Otra vez se había quedado rezagado. Dio una carrerita y, enseguida, como urgido por un presagio, volvió a mirar atrás. Acababa de ver a Natalia bajo el eucalipto, observando cómo su padre y él se alejaban camino de la huerta. Estaba inmóvil, llevaba un vestido liviano de florecitas silvestres y el viento le movía el cabello y a veces le apuraba el vuelo del vestido y se lo ceñía tanto a la figura que por momentos parecía desnudarla. Dámaso miraba atrás y luego al camino y enseguida otra vez atrás. Era imposible imaginarse a una muchacha tan guapa como ella. En invierno, cuando se sentaban a la lumbre, a él le gustaba mirarla a hurtadillas, siempre tan seria, tan serena, los rasgos puros de su rostro exaltados al principio por la luz vehemente de las llamas y luego encendidos a intervalos, dorados cada vez más débilmente por el latido de las brasas. También le gustaba ver con qué esmero limpiaba cada noche sus zapatos, dale y dale con el cepillo y la bayeta hasta que los dejaba como espejos, y con el mismo primor cuidaba de su ropa, de sus cuadernos y sus libros, de su propia persona.

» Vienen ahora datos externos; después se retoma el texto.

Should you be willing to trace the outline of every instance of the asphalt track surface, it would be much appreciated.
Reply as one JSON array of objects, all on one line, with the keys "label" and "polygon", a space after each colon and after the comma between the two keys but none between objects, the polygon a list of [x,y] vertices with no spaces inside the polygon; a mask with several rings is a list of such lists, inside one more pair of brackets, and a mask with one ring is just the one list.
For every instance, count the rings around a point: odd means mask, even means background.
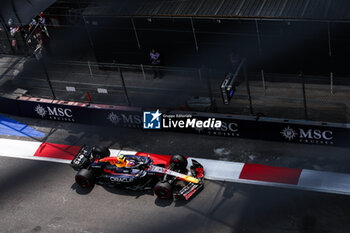
[{"label": "asphalt track surface", "polygon": [[[71,145],[350,173],[349,149],[14,118]],[[350,232],[350,197],[207,181],[189,202],[74,184],[66,164],[0,158],[0,232]]]}]

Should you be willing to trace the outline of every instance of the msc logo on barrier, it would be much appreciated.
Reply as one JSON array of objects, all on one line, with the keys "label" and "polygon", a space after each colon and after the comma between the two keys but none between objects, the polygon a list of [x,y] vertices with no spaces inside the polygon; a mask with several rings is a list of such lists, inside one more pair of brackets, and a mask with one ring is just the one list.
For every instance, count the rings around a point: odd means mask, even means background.
[{"label": "msc logo on barrier", "polygon": [[143,112],[143,128],[160,129],[161,115],[159,109],[156,112]]},{"label": "msc logo on barrier", "polygon": [[302,143],[333,144],[333,131],[331,130],[305,128],[295,130],[290,126],[287,126],[281,131],[281,134],[288,139],[288,141],[298,138],[298,141]]},{"label": "msc logo on barrier", "polygon": [[69,108],[57,108],[50,106],[36,105],[34,108],[36,114],[41,118],[49,118],[51,120],[74,121],[72,110]]}]

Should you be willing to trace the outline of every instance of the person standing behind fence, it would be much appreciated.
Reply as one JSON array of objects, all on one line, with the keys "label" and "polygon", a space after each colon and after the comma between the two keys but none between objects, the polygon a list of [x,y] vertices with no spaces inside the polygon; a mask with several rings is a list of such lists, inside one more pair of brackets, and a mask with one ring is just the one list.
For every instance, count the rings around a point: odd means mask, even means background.
[{"label": "person standing behind fence", "polygon": [[229,61],[230,61],[230,70],[231,72],[236,72],[236,69],[239,66],[239,63],[241,62],[240,56],[238,53],[235,53],[233,50],[229,54]]},{"label": "person standing behind fence", "polygon": [[160,65],[160,54],[156,52],[155,49],[152,49],[149,53],[150,59],[151,59],[151,65],[153,65],[153,78],[161,78],[161,74],[159,71],[159,65]]}]

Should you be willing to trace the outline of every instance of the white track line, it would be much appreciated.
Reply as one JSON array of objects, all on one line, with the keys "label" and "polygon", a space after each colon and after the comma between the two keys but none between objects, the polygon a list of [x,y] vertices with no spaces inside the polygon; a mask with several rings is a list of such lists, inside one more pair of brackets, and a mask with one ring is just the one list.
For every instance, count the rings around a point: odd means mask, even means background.
[{"label": "white track line", "polygon": [[[66,159],[34,156],[41,144],[41,142],[0,138],[0,156],[64,164],[70,163],[70,160]],[[118,156],[120,154],[135,155],[137,153],[136,151],[118,149],[110,149],[110,152],[111,156]],[[245,166],[244,163],[189,157],[189,166],[192,164],[192,159],[197,160],[203,165],[205,177],[210,180],[350,195],[350,174],[304,169],[301,171],[298,183],[293,185],[241,179],[240,175]]]}]

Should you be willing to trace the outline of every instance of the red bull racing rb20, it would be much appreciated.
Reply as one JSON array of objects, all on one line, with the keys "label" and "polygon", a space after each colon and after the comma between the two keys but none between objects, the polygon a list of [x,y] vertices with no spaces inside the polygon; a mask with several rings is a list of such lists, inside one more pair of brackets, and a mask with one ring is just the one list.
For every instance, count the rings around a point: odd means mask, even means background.
[{"label": "red bull racing rb20", "polygon": [[189,200],[204,186],[203,166],[181,155],[136,153],[110,156],[106,147],[83,146],[71,161],[78,171],[76,183],[82,188],[94,184],[129,190],[153,189],[161,199]]}]

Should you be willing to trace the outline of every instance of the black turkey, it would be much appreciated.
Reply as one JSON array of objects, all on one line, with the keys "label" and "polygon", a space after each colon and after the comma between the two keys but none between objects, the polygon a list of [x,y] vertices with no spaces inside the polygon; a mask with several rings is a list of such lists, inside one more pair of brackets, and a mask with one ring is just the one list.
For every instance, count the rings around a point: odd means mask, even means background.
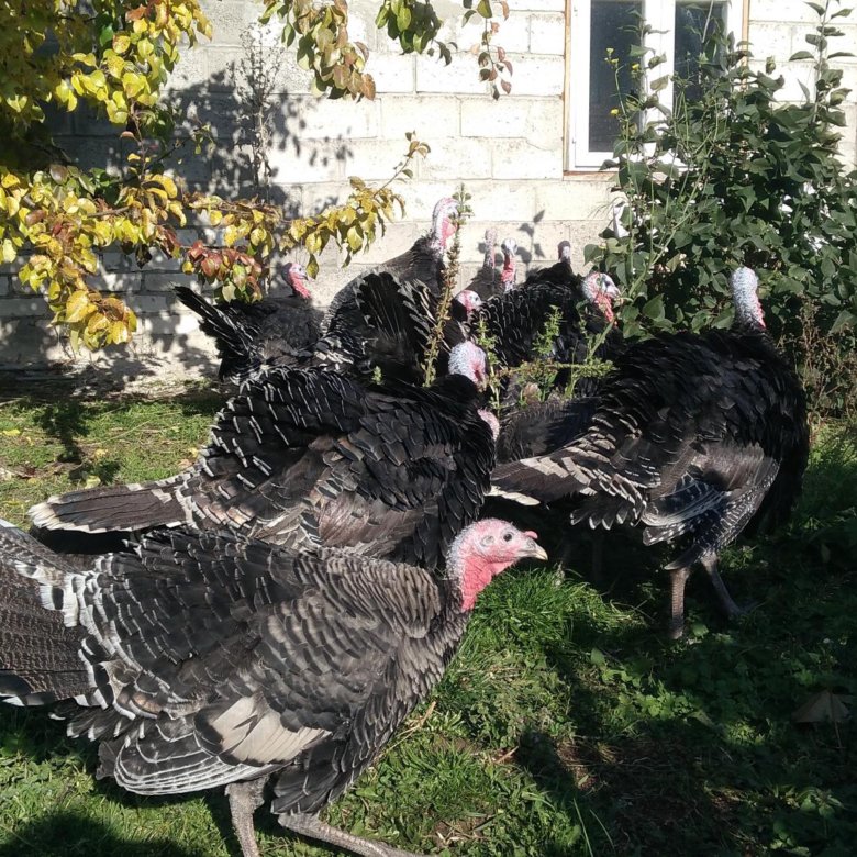
[{"label": "black turkey", "polygon": [[457,229],[458,204],[450,197],[441,199],[432,213],[432,229],[404,253],[388,259],[366,274],[355,277],[333,298],[321,323],[322,333],[353,329],[364,323],[359,293],[367,277],[386,274],[393,282],[425,283],[431,294],[439,297],[444,271],[444,253]]},{"label": "black turkey", "polygon": [[221,411],[192,467],[52,497],[30,513],[47,530],[225,527],[434,568],[489,487],[493,438],[477,410],[483,382],[485,354],[469,343],[432,388],[269,369]]},{"label": "black turkey", "polygon": [[320,335],[321,312],[307,289],[307,272],[296,264],[283,268],[290,294],[267,294],[247,303],[209,303],[186,286],[179,300],[200,318],[200,330],[218,346],[221,380],[241,380],[269,363],[293,361]]},{"label": "black turkey", "polygon": [[726,612],[741,612],[717,556],[754,516],[771,525],[788,517],[809,454],[803,390],[766,333],[756,275],[739,268],[731,281],[731,331],[663,334],[628,347],[581,437],[492,477],[507,497],[582,496],[574,522],[633,524],[645,544],[683,542],[667,566],[674,637],[695,563]]},{"label": "black turkey", "polygon": [[447,572],[274,547],[229,532],[155,531],[78,572],[0,528],[0,699],[57,701],[99,742],[97,776],[137,794],[225,787],[244,857],[272,778],[286,828],[374,857],[407,854],[318,813],[437,683],[479,592],[535,533],[486,520]]},{"label": "black turkey", "polygon": [[542,282],[550,282],[580,288],[582,281],[583,278],[571,269],[571,243],[560,241],[557,245],[557,261],[554,265],[531,270],[522,286],[528,288]]},{"label": "black turkey", "polygon": [[494,244],[497,243],[497,232],[487,230],[485,233],[486,254],[482,267],[470,280],[467,289],[476,292],[479,299],[487,301],[496,298],[498,294],[504,294],[515,285],[515,252],[517,245],[512,238],[505,238],[500,245],[503,253],[503,267],[500,270],[494,265]]},{"label": "black turkey", "polygon": [[[539,277],[544,270],[538,272]],[[578,282],[570,267],[564,266],[561,270],[565,272],[556,281],[531,282],[527,279],[522,287],[486,301],[471,314],[470,335],[476,341],[487,336],[496,368],[509,370],[545,359],[574,365],[582,364],[591,356],[613,359],[621,353],[623,337],[613,323],[612,309],[619,289],[613,280],[605,274],[592,272]],[[544,342],[554,316],[557,320],[555,334],[549,342]],[[565,389],[569,382],[569,371],[559,369],[553,386]],[[510,407],[519,398],[517,387],[503,383],[502,390],[501,398],[505,407]],[[590,379],[583,379],[575,387],[576,396],[596,392],[597,382]]]}]

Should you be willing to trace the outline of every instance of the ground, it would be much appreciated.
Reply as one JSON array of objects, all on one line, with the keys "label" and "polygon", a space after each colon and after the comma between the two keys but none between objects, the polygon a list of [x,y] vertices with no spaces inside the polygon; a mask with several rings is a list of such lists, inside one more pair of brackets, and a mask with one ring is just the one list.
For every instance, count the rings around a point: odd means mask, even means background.
[{"label": "ground", "polygon": [[[0,515],[24,525],[74,485],[175,472],[222,401],[3,402]],[[439,687],[329,817],[442,855],[853,855],[855,436],[821,431],[791,526],[725,556],[736,600],[756,604],[739,622],[698,575],[687,638],[669,642],[664,555],[621,534],[599,586],[577,533],[564,567],[502,576]],[[237,855],[222,794],[137,798],[94,768],[45,712],[0,708],[0,857]],[[257,824],[264,854],[330,853],[292,849],[264,810]]]}]

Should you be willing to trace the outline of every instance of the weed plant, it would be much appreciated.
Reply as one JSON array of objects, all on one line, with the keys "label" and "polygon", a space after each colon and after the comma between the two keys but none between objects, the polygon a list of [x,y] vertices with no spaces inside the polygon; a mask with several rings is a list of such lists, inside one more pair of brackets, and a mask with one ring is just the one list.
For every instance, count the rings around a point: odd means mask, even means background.
[{"label": "weed plant", "polygon": [[[48,493],[175,472],[218,404],[0,405],[0,514],[23,524]],[[791,526],[724,557],[736,598],[758,606],[726,624],[693,577],[679,644],[663,554],[611,533],[596,587],[586,534],[558,514],[527,522],[570,539],[566,567],[513,569],[486,590],[436,691],[329,816],[447,857],[853,854],[854,725],[792,714],[853,705],[855,511],[855,427],[828,424]],[[237,853],[221,793],[140,798],[96,781],[96,766],[44,711],[0,706],[0,857]],[[263,853],[329,854],[287,843],[265,810],[257,824]]]}]

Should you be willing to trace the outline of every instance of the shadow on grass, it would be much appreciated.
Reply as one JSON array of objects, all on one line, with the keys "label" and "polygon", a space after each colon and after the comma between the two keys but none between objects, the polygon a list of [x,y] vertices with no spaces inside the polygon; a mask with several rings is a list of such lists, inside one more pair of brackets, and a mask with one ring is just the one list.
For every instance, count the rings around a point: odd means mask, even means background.
[{"label": "shadow on grass", "polygon": [[202,849],[181,848],[167,839],[119,838],[92,819],[60,812],[23,825],[0,844],[0,857],[207,857]]}]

Aquellas noches junto al fuego eran momentos de una felicidad tan rebosante que a veces se hacía casi insoportable, por el miedo a perderla. Natalia lo ayudaba en los deberes, agarraba su mano con la suya y lo guiaba lentamente por los vericuetos de la caligrafía, y era como si los dedos de los dos fuesen bailando al compás de la frase, le leía o le contaba cuentos, jugaban al parchís o a la oca, le cortaba las uñas, lo peinaba, a veces le reñía por su desidia, lo ayudaba a organizar su colección de cromos de animales salvajes de todo el mundo. Ella era la que mejor sabía guardar silencio en esos momentos en que todos miraban como hipnotizados el trabajo incesante del fuego, mejor incluso que el padre, casi siempre torvo e insondable, pero que al rato se movía desazonado por algún pensamiento, atizaba los leños, formaba en un instante una revolución de chispas y centellas, y luego salía atufado por el humo y gargajeando a escupir al corral.
Pero un día de pronto se volvía alegre y parlanchín. Y ponía adivinanzas, contaba anécdotas, representando los diálogos como en el cine, cambiando la voz según lo fuese pidiendo la historia, hacía juegos de manos, se atrevía con alguna canción, y a veces también la madre se animaba y hacía en la pared sombras chinescas, imitaba el canto de los pájaros, contaba cuentos o sucesos reales de sus tiempos infantiles y adolescentes, allá en Santa Marta: un zorro manso que criaron de chico y les comía en la mano, una urraca a la que enseñaron a decir picardías, un manantial de agua con sabores de anís, un collar que se hizo con avispas vivas a las que les quitó el aguijón y enhebró por el culo con un hilo dorado, todas volando y zumbando alrededor del cuello, la joya más rara y preciosa que uno se puede imaginar. «¿Y dónde está Santa Marta?», le preguntaba Dámaso. «Muy lejos», decía ella, como si con ello hubiera dado la respuesta más exacta posible. Y todos entonces se quedaban callados y como maravillados ante el ensalmo de aquella lejanía.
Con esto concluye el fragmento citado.